At first sight, Nansh0u is yet another attack campaign aiming to mine a marginal crypto-currency named TurtleCoin. However, things get much more interesting once you gain full access to the attacker’s infrastructure.
Our investigation revealed a complete picture of how the Nansh0u campaign operates, which victims are in the crosshairs and what advanced tools are used in the attacks. Port scanner, brute-force module, remote-code execution tool, verbose log files and tens of different malware payloads - these are only a portion of the attacker’s assets we managed to put our hands on. The real icing on the cake, however, are the signed rootkit and sophisticated privilege escalation exploits dropped onto each one of the 50k infected victim machines.
In this talk, we will walk our listeners through the Nansh0u campaign from beginning to end - starting with the port scanning phase and ending with the exploit, miner payload and rootkit running on the compromised machines.
This attack pattern resembles that of many campaigns targeting data-centers nowadays. Our goal is to demonstrate how even a common Cyber criminal wishing for TurtleCoin, has access to the toolsets of an experienced Ninja-hacker.
Ophir Harpaz is a security researcher at Guardicore Labs. At work, she delves into Cyber attacks targeting data centers and analyzes malware. BSc in Computer Science and Linguistics from Tel Aviv University.
She also runs and maintains the popular begin.re workshop for reverse engineering newcomers.
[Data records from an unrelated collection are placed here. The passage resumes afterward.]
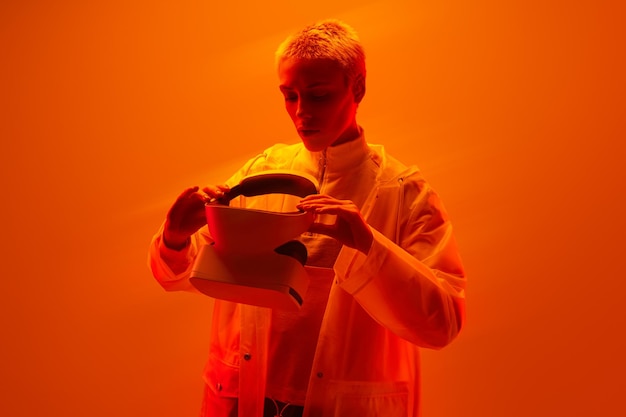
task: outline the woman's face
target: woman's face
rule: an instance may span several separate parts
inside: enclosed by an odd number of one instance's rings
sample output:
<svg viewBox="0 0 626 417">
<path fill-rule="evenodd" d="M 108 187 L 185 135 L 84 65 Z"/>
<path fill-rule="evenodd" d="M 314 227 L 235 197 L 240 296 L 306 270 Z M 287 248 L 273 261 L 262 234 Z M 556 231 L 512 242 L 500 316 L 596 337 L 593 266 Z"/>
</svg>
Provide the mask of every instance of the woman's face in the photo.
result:
<svg viewBox="0 0 626 417">
<path fill-rule="evenodd" d="M 278 65 L 285 108 L 304 143 L 313 152 L 359 136 L 354 83 L 329 59 L 286 58 Z"/>
</svg>

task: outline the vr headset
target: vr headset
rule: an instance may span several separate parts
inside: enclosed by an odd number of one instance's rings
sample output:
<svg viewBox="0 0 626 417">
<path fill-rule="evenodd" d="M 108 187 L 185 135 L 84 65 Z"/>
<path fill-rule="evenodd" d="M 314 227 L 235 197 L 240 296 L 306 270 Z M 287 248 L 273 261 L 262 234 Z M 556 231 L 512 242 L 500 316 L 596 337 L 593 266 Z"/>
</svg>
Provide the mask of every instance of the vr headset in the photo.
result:
<svg viewBox="0 0 626 417">
<path fill-rule="evenodd" d="M 206 204 L 213 243 L 203 245 L 192 266 L 191 284 L 201 293 L 236 303 L 297 311 L 309 278 L 307 250 L 295 240 L 315 215 L 231 207 L 238 196 L 317 194 L 317 181 L 304 173 L 266 171 L 241 180 Z"/>
</svg>

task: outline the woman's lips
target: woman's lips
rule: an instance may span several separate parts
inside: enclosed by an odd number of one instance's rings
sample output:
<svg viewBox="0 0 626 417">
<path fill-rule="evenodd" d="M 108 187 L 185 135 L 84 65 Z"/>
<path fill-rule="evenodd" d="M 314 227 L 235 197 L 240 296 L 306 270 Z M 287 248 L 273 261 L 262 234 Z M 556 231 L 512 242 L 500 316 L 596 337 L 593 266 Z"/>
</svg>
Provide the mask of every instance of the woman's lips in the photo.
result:
<svg viewBox="0 0 626 417">
<path fill-rule="evenodd" d="M 315 129 L 298 129 L 298 133 L 300 133 L 302 136 L 311 136 L 316 134 L 317 132 L 319 132 L 319 130 L 315 130 Z"/>
</svg>

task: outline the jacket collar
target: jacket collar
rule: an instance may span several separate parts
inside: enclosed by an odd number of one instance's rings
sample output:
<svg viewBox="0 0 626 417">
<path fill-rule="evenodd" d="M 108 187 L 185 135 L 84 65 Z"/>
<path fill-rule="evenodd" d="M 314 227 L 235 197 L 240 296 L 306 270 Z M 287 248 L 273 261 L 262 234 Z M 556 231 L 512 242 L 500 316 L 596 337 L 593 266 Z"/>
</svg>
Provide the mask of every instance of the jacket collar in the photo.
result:
<svg viewBox="0 0 626 417">
<path fill-rule="evenodd" d="M 370 156 L 369 146 L 365 140 L 363 129 L 358 138 L 336 146 L 329 146 L 323 151 L 309 152 L 312 163 L 325 166 L 326 175 L 343 175 L 351 168 L 357 167 Z"/>
</svg>

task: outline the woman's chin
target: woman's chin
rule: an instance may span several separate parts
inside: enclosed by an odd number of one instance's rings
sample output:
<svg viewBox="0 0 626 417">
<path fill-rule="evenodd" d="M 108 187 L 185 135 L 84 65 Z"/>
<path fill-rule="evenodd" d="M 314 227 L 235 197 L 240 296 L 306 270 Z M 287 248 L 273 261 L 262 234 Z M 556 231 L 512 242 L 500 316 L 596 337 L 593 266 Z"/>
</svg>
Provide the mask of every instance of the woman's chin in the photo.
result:
<svg viewBox="0 0 626 417">
<path fill-rule="evenodd" d="M 302 135 L 300 134 L 300 140 L 304 144 L 304 147 L 307 148 L 310 152 L 321 152 L 324 149 L 328 148 L 332 145 L 331 140 L 327 140 L 319 133 L 314 135 Z"/>
</svg>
Daniel Goldberg is a security researcher at Guardicore, where he is responsible for tracking the security intelligence, including detailed analysis of hackers' methodologies, for use in implementing countermeasures into Guardicore products and services. Daniel has over 10 years of cyber security research experience and his research has been presented in security conferences such as Black Hat USA. He also maintains the Infection Monkey, an open source breach and attack simulation tool.